А у них была страсть (Медведева) - страница 44

– Рассказывай мне все, еб твою мать!

Женщина не умела рассказывать. И потом, она не знала, что рассказать. Она не могла рассказать всю правду. Рассказать, как она «летала» с Критиком? Это значило исключить Писателя. А это и было самым ужасным для него. Не быть принятым, не быть посвященным! «Я не участвовал» не могло быть! Он всю жизнь боролся за участие. За главную роль. Это ведь его Женщина! Как же он мог не участвовать?! И она наговаривала каких-то глупостей на себя. Унижая свою страсть к Критику, чтобы не обидеть Писателя. Потому он с презрением и относился к ее страсти, что не знал всей правды о ней. И получался замкнутый круг, дьявольский! Рассказать было нельзя, потому что обидится, значит, она врала – и он все равно был обижен, потому что Женщина получалась на высоте.

Она думала, что если напишет о нем роман, то назовет его «Человек, который хотел знать правду». Он был как русский народ, который требовал всю правду, до конца.

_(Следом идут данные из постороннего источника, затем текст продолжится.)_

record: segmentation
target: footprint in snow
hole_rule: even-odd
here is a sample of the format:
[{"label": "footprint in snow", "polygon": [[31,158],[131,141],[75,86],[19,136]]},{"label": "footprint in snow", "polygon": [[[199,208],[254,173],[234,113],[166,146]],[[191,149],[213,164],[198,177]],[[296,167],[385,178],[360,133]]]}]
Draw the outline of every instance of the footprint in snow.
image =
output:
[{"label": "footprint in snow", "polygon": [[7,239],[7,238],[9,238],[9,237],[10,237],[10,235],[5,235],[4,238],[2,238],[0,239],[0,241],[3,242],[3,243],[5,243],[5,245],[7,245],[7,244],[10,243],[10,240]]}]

Только сам «всей» правды не писал. Все равно получалась у каждого «своя» правда. Он почему-то настаивал, что у него самая объективная. А Женщина смотрела на свои руки и объективно видела – они у нее не пролетарские. А Писатель почему-то написал, что у его подруги пролетарские руки. Ее это злило. Она у Писателя получалась только с одной стороны.

– О тебе кино смотреть интересно. Прекрасный фильм получится. Но кто с тобой жить сможет?!

Женщина смотрела на него и думала: «А как же я смогу жить без тебя? Не смогу. А без Критика теперь смогу ли?» И она хотела поехать в Ленинград, и все закончить с Критиком. Да, вот она приедет, увидит, что все напрасно было, убедится, что Писатель – единственный возможный для нее мужчина, и они начнут жить заново. Вместе.

У нее была русская знакомая, девушка Оля. С двумя белокурыми детками. И та ей сказала: «Ты хоть соображаешь, что говоришь? Это ты, значит, едешь к Критику, заранее решив, что с ним ничего не будет. Зачем же ты к нему едешь? И его втягиваешь в этот эксперимент. Это значит, что ты будешь так все делать, чтобы ничего с ним не получилось?» А Женщина сидела у нее на кухне вся в кусках. Она себя чувствовала разорванной на множество кусочков. Такой разорванной детской куклой, валяющейся по углам комнаты. Рука – там, нога – здесь, вот глазик под шкаф закатился. И еще она думала, что это все равно как переходить реку – чтобы оказаться на другой стороне, надо намокнуть, невозможно сухим перебраться. А оставаться на этом же берегу – нельзя.

Она вспоминала свое письмо Писателю, написанное до поездки в Сингапур, где она пела и устроила скандал однажды, обозвав хозяев фаллократами, кошмар, в общем. И вот в том письме она рассказывала Писателю, что что-то происходит, что «он разогнался на своем революционном поезде, локомотиве или паровозе и не заметил, как она из него выпала!». Потому что Писатель хотел вершить историю. Описывать историю он больше не хотел. В этот период своей жизни он хотел принимать участие в вершении истории. А Женщина что должна была делать? А ничего. От нее в общем-то ничего не требовалось. Но в то же время – она ведь была его женщиной, значит, должна была следовать за Писателем. Быть на его стороне. Если в литературе еще можно было и не принимать сторону, то уж в истории никак нельзя. Надо было быть в том же лагере. И Женщина представляла себе, как Писатель кого-то расстреливает, каких-то врагов истории, а Женщина рядом и ничего не говорит. Нельзя. Но она себя не чувствовала ни в чьем лагере! Потому что не перешла еще в тот класс, когда общественное затмевает личное. Поэтому, может, поэтому ей и с Критиком было легко? Он тоже еще не написал всего, еще не был решенным и решительным. И ей так было удобно с ним. Потому что хоть и замечательно, что рядом есть пример для подражания – в усидчивости, работоспособности, настойчивости, – он давит все-таки на рядом живущего. Но Писатель так и не понял. Отшучивался и отмахивался. Говорил: «Да, и вообще мне сорок семь лет!», когда она ему жаловалась. А с другой стороны, что он мог сделать? Отказаться от себя, своего веления сердца-разума?!